To think, it all started April 13, 1857 with Archbishop Vincent Spaccapietra. According to the Archdiocesan Archives, “For a consideration of 10 Shillings, conveyance by certain Trustees to Archbishop Spaccapietra of lots 55 – 58 Park Street for use of Catholic Chapel and School”.
Sr Marie Thérèse Rétout OP states in Parish Beat: “In 1866 Rev. Fr Mariano Forestier OP was entrusted with the task of building a church where Rosary stands today. He made an appeal to God’s people for help. Each and everyone was invited to donate one or more cut stones at the price of 60 cents each.” Fr Forestier visited his flock appealing for their support; they were largely of modest financial means and along with the tradesmen, the parishioners provided labour. A stone chapel, with stones from the St Ann’s River was built in the shape of a Latin Cross.
Information from the Archdiocesan Archives, reports that on October 26, 1866, the Rosary chapel and school were handed over to Archbishop Louis Joachim Gonin and the trustees of the church— Mrs. Louis Aime de Verteuil and Leon O’Connor. A month later, a contract was signed for building. Plans were prepared by Abel Devenish and construction began under the direction of Fr Forestier; Joseph Alexander built the roof. The Chapel was blessed by Msgr Gonin in 1867.
Funding for the altar came from Mrs Bell Smythe, Aurelie Boissiere paid for a bell and Mrs. Louis O’Connor, the “rosary group”—Our Lady holding baby Jesus giving a rosary to St Dominic OP and Sr Catherine of Siena OP— above the altar. The first Mass was celebrated by Fr Mariano Forestier OP May 4, 1867. Construction of a new church began 25 years later in 1892.
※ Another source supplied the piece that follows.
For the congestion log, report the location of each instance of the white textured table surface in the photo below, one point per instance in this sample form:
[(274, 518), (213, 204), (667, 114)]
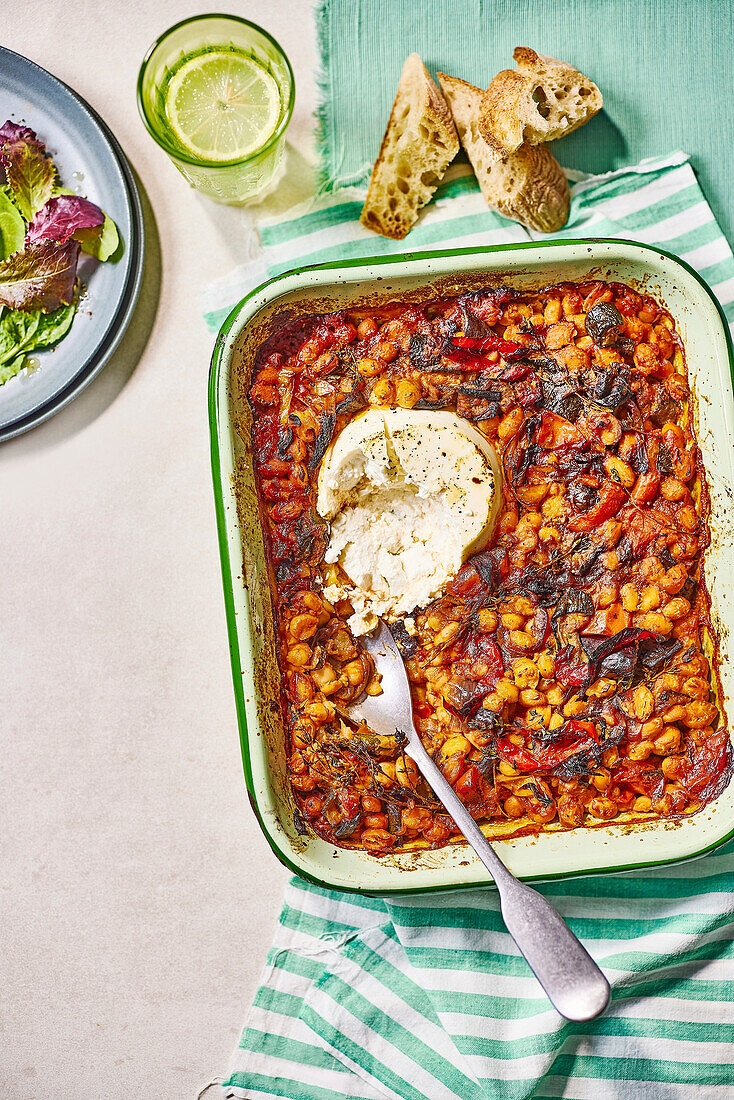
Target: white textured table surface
[(138, 897)]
Holy Rosary is listed as a heritage site worthy of preservation. Architect Rudylynn De Four Roberts, said it has “museum quality” stained glass and Stations of the Cross. She speaks highly of the “hand tooled” workmanship seen in the textured surface of the stone facade and “attention to detail” in areas such as the doors. De Four Roberts, a founding member of Citizens for Conservation said of the stained glass, “The patterns are stained on to the glass, all the colours, all the flowers, somebody did it by hand and stained it. It’s not little pieces of glass that make up all the things. It is a piece of glass that they have drawn on the glass, and stained it and baked it to set it. It is a lot of work”.
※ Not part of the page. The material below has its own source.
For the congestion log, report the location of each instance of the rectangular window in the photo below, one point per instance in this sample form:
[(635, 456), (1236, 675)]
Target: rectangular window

The influence of the French Dominicans can be seen in the choice of images within the Church including the stained glass.
The windows are the work of Master Glassmaker Henri Louis Victor Gesta (1828-1938) of the Gesta Stained Glass Factory, Toulouse, France. De Four-Roberts describe them as “absolutely amazing works of art”. Gesta worked in the workshop of French painter, miniaturist, glass painter Earnest Lami de Nozan. After completing training at the Central School of Arts and Manufactures in Paris he returned to Toulouse and 1852 founded a stained-glass factory in the Arnaud-Bernard district.
Stained glass was called the “poor man’s Bible”. “… during the medieval times when the majority of the world was illiterate and could not afford bibles, the role of stained-glass windows was essentially that of a picture book. So the church used the depiction of Biblical events in stained glass windows as a way to teach those who could not read about the events and lessons in the Bible.” The site also explains the colours used in stained glass had meaning. Red—the blood of Christ, martyrdom of the saints, love, hate; blue—Heaven, hope, green—growth, rebirth, violet—love, truth, passion and suffering www.scottishstainedglass.com.